Officials say Durham VA hospital addressing wait times
Posted May 23, 2014
Durham, N.C. — Amid a national controversy over lengthy wait times for veterans seeking care at Department of Veterans Affairs medical facilities, the Durham VA Medical Center opened a $13 million research wing Friday that will study post-traumatic stress, spinal cord injuries and infectious diseases.
Republican U.S. Sen. Richard Burr and Democratic congressmen David Price and G.K. Butterfield attended the ribbon-cutting for the research center, and all commented on the issues plaguing the VA system. They vowed to correct them and said the VA is committed to the highest quality care possible.
Last week, two employees at the Durham hospital were placed on administrative leave, accused of falsifying appointment records between 2009 and 2012.
An audit team is at the hospital to review the accusations, and hospital director DeAnne Seekins said Friday that she will await the audit results before releasing any more information.
The Durham VA Medical Center reviews wait times on a monthly basis, Seekins said, but she couldn't cite an average wait time.

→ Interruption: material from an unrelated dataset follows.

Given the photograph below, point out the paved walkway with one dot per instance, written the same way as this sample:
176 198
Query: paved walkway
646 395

"We see our patients in a timely fashion. We assess their needs, and we get them to the appropriate care setting," she said. "I can tell you that we have worked aggressively. We have added over 110 staff over the last year and a half, so our wait times are actually very good at this point in time."

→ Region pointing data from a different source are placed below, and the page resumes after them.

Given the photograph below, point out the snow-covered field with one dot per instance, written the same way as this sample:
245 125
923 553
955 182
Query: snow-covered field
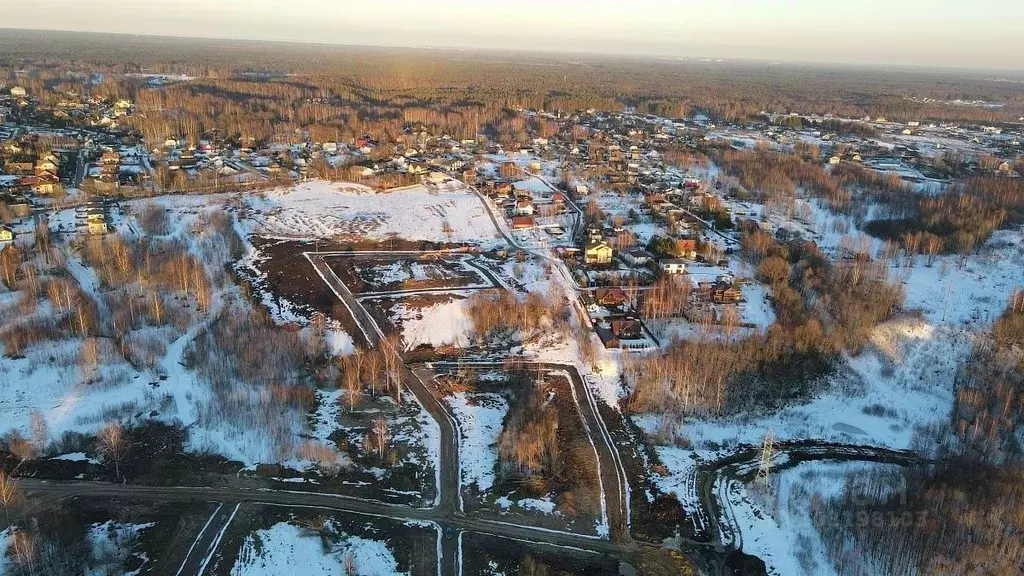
323 209
436 325
775 522
479 416
111 544
284 547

Lisa Walston told WRAL News that, in 2011, her husband waited eight months for a colonoscopy at the Durham VA hospital. By the time he was able to see someone, she said, he had advanced colon cancer, and he died last year.
Retired Marine John Brown said he's waited more than a year to see a primary care doctor at the Durham VA hospital after moving to the area from Jacksonville.
"When the Durham VA says their wait times are good or improving, they are not being truthful," Brown said in an email. "I have been in the system a dozen years and just got kicked to the curb over something as simple as a move to Raleigh."
VA officials said the agency has a goal of seeing veterans seeking medical help within 14 days, but that is not a firm policy. Waiting for an appointment can vary widely in different areas of care, they said.
Seekins stressed that the hospital is responsive to all patient complaints.
"I meet with veterans. I go to every one of our clinics. We speak with them openly and honestly. We are a very transparent organization," she said.
"We address every concern," she continued. "We have patient advocates who work right on the ground. They're there to greet the veterans, find out if they have issues that they would like for us to address. Any time a veteran raises an issue through a congressional office (or) raises it in a letter to me, we look at each case individually."